Industrial IoT Authors: Yeshim Deniz, Liz McMillan, Lori MacVittie, Pat Romanski, William Schmarzo

Related Topics: Containers Expo Blog, Industrial IoT, Microservices Expo, IoT User Interface

Containers Expo Blog: Blog Feed Post

The Many Places You Can Go with SSD Caching Software

SSDs are a disruptive technology in that they are clearly changing the enterprise storage market

Disruptive technology is a term used to describe an idea or invention that typically disrupts an existing market, often completely displacing an earlier technology.  Sometimes disruptive is great (e.g. digital cameras and cell phones), and sometimes disruptive is not so great (e.g. laser video disks).  SSDs are a disruptive technology in that they are clearly changing the enterprise storage market.  The verdict is still out on just how disruptive SSDs will be; as is the case with many disruptive technologies, it is going to take some time to figure out exactly what to do with SSDs.  But a clear leader in the employment of SSDs is to use them as cache, which takes advantage of their incredibly high speeds, while minimizing the cost and hassle of implementation.
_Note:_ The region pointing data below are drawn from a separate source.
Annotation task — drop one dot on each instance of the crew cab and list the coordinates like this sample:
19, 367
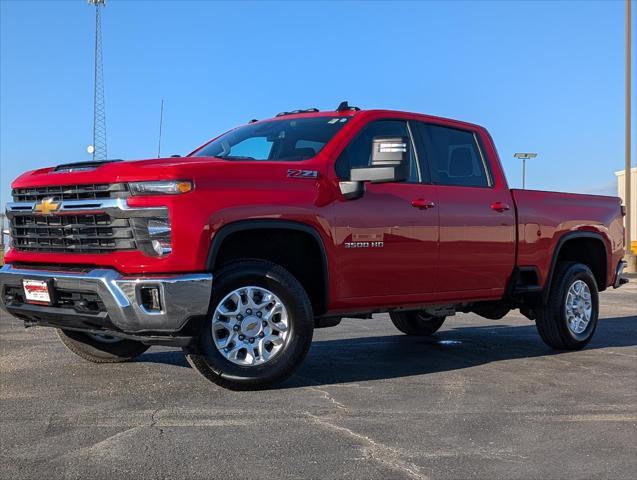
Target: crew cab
238, 250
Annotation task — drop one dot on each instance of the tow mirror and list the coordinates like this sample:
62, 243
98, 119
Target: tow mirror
389, 163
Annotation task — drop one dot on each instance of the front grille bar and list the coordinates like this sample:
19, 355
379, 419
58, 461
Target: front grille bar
70, 192
81, 226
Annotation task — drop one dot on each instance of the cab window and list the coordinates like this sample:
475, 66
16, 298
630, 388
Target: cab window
359, 152
454, 156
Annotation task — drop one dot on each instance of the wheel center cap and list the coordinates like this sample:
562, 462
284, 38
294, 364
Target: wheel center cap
251, 326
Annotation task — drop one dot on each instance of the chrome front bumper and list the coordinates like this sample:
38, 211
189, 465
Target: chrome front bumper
182, 297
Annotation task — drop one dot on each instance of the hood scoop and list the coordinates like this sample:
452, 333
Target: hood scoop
81, 166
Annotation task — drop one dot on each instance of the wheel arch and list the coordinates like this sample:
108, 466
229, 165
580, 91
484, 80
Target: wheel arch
573, 242
225, 233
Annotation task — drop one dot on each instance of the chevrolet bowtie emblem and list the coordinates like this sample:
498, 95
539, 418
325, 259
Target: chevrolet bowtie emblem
46, 206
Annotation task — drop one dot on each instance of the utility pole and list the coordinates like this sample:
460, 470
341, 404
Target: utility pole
627, 174
99, 110
161, 120
524, 157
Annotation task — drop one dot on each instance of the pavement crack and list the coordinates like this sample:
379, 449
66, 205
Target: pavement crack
327, 396
377, 451
154, 420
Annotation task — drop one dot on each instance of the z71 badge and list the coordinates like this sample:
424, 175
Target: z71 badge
364, 244
294, 173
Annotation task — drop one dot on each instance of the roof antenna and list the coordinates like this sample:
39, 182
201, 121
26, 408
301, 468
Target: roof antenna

One of the key design decisions during the early development of VeloBit HyperCache was figuring out the optimal location of an SSD-based cache.  By “location,” I am referring to the placement of SSD within a computer’s storage architecture.  In order to understand VeloBit’s place in the storage stack, it is first necessary to understand the basic layout of a typical computer storage system.

Figure 1 shows a simplified IT system architecture model where the application software sits atop the operating system (OS) and corresponding file system.  The file system interfaces to HDDs and SSD using a block device driver.  The block device driver performs the actual IO with the HDDs and SSDs.  Hard disks in enterprise environments typically sit behind storage controllers, which contain their own (typically volatile) cache, along with a array of disks.  SSDs can also sit behind these storage controllers, although the VeloBit model allows you to directly attach an SSD to your server, without the need to purchase expensive specialty SSD arrays.

Additionally, in typical deployments, file systems sit atop a volume virtualization layer. In Linux, this is typically the LVM, or Linux Volume Manager.  Using this technology allows system administrators the flexibility of storage virtualization (such as RAID, snapshots, thin provisioning, and disk expansion) without incurring the added cost of SAN-side virtualization platforms.  Finally, it’s possible to deploy SSD caching as a part of this virtualization layer, as will be discussed later in this article.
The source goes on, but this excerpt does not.